Two Democrats Sitting in Jail Seek Political Office

The worn bars in the cell block are seen at Alcatraz Island, a 22-acre rocky outcrop situated 1.5 miles offshore in San Francisco Bay, August 11, 2011. Seventy-seven years ago on August 11, 1934, a group of federal prisoners classified as "most dangerous" arrived at the new high-security penitentiary designed …

Two Democrats running for political office who are convicted of crimes may be celebrating their electoral victories behind bars should they win their elections.

A Democrat Texas state representative running for re-election and a Georgia Democrat running for Congress are continuing to run for their respective offices, despite serving time in jail for their respective crimes.

Rep. Ron Reynolds (D-Missouri City), who was convicted in 2015 of multiple misdemeanor charges for illegally soliciting clients to his law practice, was sentenced to one year behind bars before being released early on an appellate bond.

But the court rejected his appeal, and a judge ordered Reynolds to go back to jail. He is also disbarred from practicing law.

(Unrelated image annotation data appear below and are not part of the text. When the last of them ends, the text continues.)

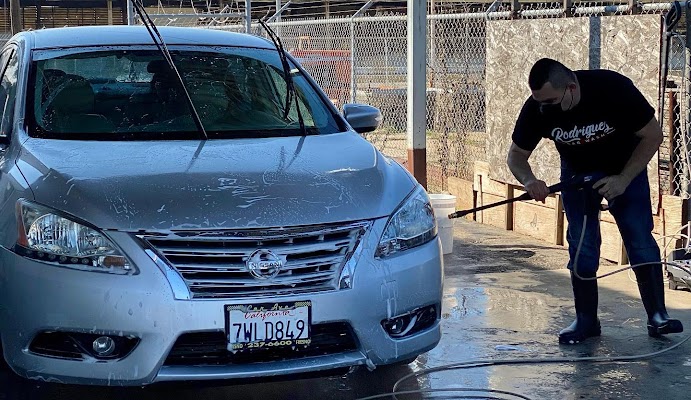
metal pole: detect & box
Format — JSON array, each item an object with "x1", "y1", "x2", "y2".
[
  {"x1": 408, "y1": 0, "x2": 427, "y2": 188},
  {"x1": 10, "y1": 0, "x2": 23, "y2": 35},
  {"x1": 106, "y1": 0, "x2": 113, "y2": 25},
  {"x1": 127, "y1": 0, "x2": 134, "y2": 25},
  {"x1": 350, "y1": 0, "x2": 374, "y2": 103},
  {"x1": 245, "y1": 0, "x2": 252, "y2": 34}
]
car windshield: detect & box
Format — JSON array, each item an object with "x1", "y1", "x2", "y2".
[{"x1": 27, "y1": 46, "x2": 344, "y2": 140}]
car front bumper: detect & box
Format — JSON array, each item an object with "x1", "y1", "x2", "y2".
[{"x1": 0, "y1": 220, "x2": 443, "y2": 386}]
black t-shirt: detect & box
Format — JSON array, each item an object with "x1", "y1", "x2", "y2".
[{"x1": 512, "y1": 70, "x2": 655, "y2": 174}]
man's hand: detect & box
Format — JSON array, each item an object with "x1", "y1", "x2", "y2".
[
  {"x1": 593, "y1": 175, "x2": 631, "y2": 201},
  {"x1": 525, "y1": 179, "x2": 549, "y2": 203}
]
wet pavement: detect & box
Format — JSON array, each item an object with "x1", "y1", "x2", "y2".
[{"x1": 0, "y1": 220, "x2": 691, "y2": 400}]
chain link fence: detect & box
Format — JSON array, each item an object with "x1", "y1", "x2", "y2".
[{"x1": 138, "y1": 0, "x2": 691, "y2": 198}]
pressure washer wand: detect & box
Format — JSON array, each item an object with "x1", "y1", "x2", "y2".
[{"x1": 449, "y1": 174, "x2": 611, "y2": 219}]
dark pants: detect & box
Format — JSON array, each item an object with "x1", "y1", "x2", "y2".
[{"x1": 562, "y1": 169, "x2": 660, "y2": 277}]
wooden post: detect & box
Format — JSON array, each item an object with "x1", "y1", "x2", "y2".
[
  {"x1": 554, "y1": 193, "x2": 564, "y2": 246},
  {"x1": 407, "y1": 0, "x2": 427, "y2": 188},
  {"x1": 505, "y1": 183, "x2": 514, "y2": 231},
  {"x1": 667, "y1": 92, "x2": 678, "y2": 195}
]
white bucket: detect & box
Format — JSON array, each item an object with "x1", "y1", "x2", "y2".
[{"x1": 429, "y1": 194, "x2": 456, "y2": 254}]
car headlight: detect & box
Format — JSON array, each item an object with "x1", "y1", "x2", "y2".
[
  {"x1": 376, "y1": 187, "x2": 437, "y2": 257},
  {"x1": 15, "y1": 200, "x2": 136, "y2": 274}
]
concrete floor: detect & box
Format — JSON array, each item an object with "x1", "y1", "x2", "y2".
[{"x1": 0, "y1": 220, "x2": 691, "y2": 400}]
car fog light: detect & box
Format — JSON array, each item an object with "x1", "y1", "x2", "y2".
[
  {"x1": 93, "y1": 336, "x2": 115, "y2": 357},
  {"x1": 383, "y1": 314, "x2": 417, "y2": 337}
]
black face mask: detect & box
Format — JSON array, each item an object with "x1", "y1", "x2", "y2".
[
  {"x1": 540, "y1": 103, "x2": 564, "y2": 115},
  {"x1": 540, "y1": 88, "x2": 573, "y2": 115}
]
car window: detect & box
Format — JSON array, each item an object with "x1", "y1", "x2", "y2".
[
  {"x1": 28, "y1": 47, "x2": 343, "y2": 140},
  {"x1": 0, "y1": 49, "x2": 19, "y2": 137}
]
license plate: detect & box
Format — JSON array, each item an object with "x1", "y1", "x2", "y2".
[{"x1": 225, "y1": 301, "x2": 312, "y2": 351}]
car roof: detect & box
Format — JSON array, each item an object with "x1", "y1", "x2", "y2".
[{"x1": 20, "y1": 25, "x2": 274, "y2": 49}]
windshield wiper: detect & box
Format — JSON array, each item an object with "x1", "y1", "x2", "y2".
[
  {"x1": 132, "y1": 0, "x2": 209, "y2": 140},
  {"x1": 259, "y1": 19, "x2": 307, "y2": 136}
]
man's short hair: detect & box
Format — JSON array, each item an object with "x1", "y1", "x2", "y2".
[{"x1": 528, "y1": 58, "x2": 575, "y2": 90}]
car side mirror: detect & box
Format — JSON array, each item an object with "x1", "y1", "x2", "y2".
[{"x1": 343, "y1": 104, "x2": 382, "y2": 133}]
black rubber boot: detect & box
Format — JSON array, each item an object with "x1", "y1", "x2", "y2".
[
  {"x1": 559, "y1": 272, "x2": 600, "y2": 344},
  {"x1": 633, "y1": 264, "x2": 684, "y2": 337}
]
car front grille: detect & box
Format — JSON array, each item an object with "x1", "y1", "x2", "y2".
[
  {"x1": 139, "y1": 222, "x2": 369, "y2": 299},
  {"x1": 164, "y1": 322, "x2": 357, "y2": 366}
]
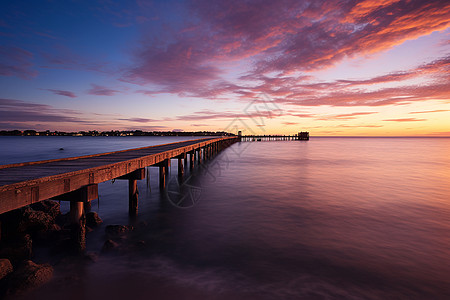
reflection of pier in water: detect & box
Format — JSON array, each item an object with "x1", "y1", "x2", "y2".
[{"x1": 0, "y1": 132, "x2": 309, "y2": 251}]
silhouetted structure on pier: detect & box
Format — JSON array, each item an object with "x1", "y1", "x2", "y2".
[{"x1": 238, "y1": 131, "x2": 309, "y2": 142}]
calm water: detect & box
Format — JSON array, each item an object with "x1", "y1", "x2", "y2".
[{"x1": 0, "y1": 138, "x2": 450, "y2": 300}]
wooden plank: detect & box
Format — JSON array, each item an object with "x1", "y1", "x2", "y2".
[{"x1": 0, "y1": 137, "x2": 238, "y2": 214}]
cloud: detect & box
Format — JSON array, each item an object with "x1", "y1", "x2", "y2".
[
  {"x1": 45, "y1": 89, "x2": 77, "y2": 98},
  {"x1": 40, "y1": 44, "x2": 111, "y2": 74},
  {"x1": 410, "y1": 109, "x2": 450, "y2": 114},
  {"x1": 87, "y1": 84, "x2": 121, "y2": 96},
  {"x1": 121, "y1": 0, "x2": 450, "y2": 105},
  {"x1": 0, "y1": 99, "x2": 93, "y2": 127},
  {"x1": 0, "y1": 46, "x2": 38, "y2": 79},
  {"x1": 119, "y1": 118, "x2": 157, "y2": 123},
  {"x1": 316, "y1": 112, "x2": 377, "y2": 121},
  {"x1": 383, "y1": 118, "x2": 427, "y2": 122}
]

Even though Reynolds has a misdemeanor conviction on his record, Texas state law does not prohibit those with misdemeanor convictions to run for political office.

Reynolds, who was endorsed by Rep. Beto O’Rourke (D-TX) and is expected to win re-election because is uncontested, does not intend on quitting his campaign anytime soon.

“Rep. Reynolds has full confidence that his experienced staff will be able to handle any immediate needs of his constituents, during his 4-6 month absence,” Reynolds’ campaign said in a statement.

The other candidate, Georgia Democrat Steve Foster, is serving a six-month sentence in county jail for driving under the influence.

A video from Foster’s arrest last year that went viral after authorities released it in August showed the Democratic candidate trashing his district.

Foster is running against incumbent Rep. Tom Graves (R-GA) in Georgia’s 14th congressional district. Even though Graves has won his district in the past by a wide margin—in 2012 he won with 75 percent of the vote—Foster vowed to carry on his campaign from his prison cell.

“Look, I’m not withdrawing,” Foster told the Associated Press in a recent interview.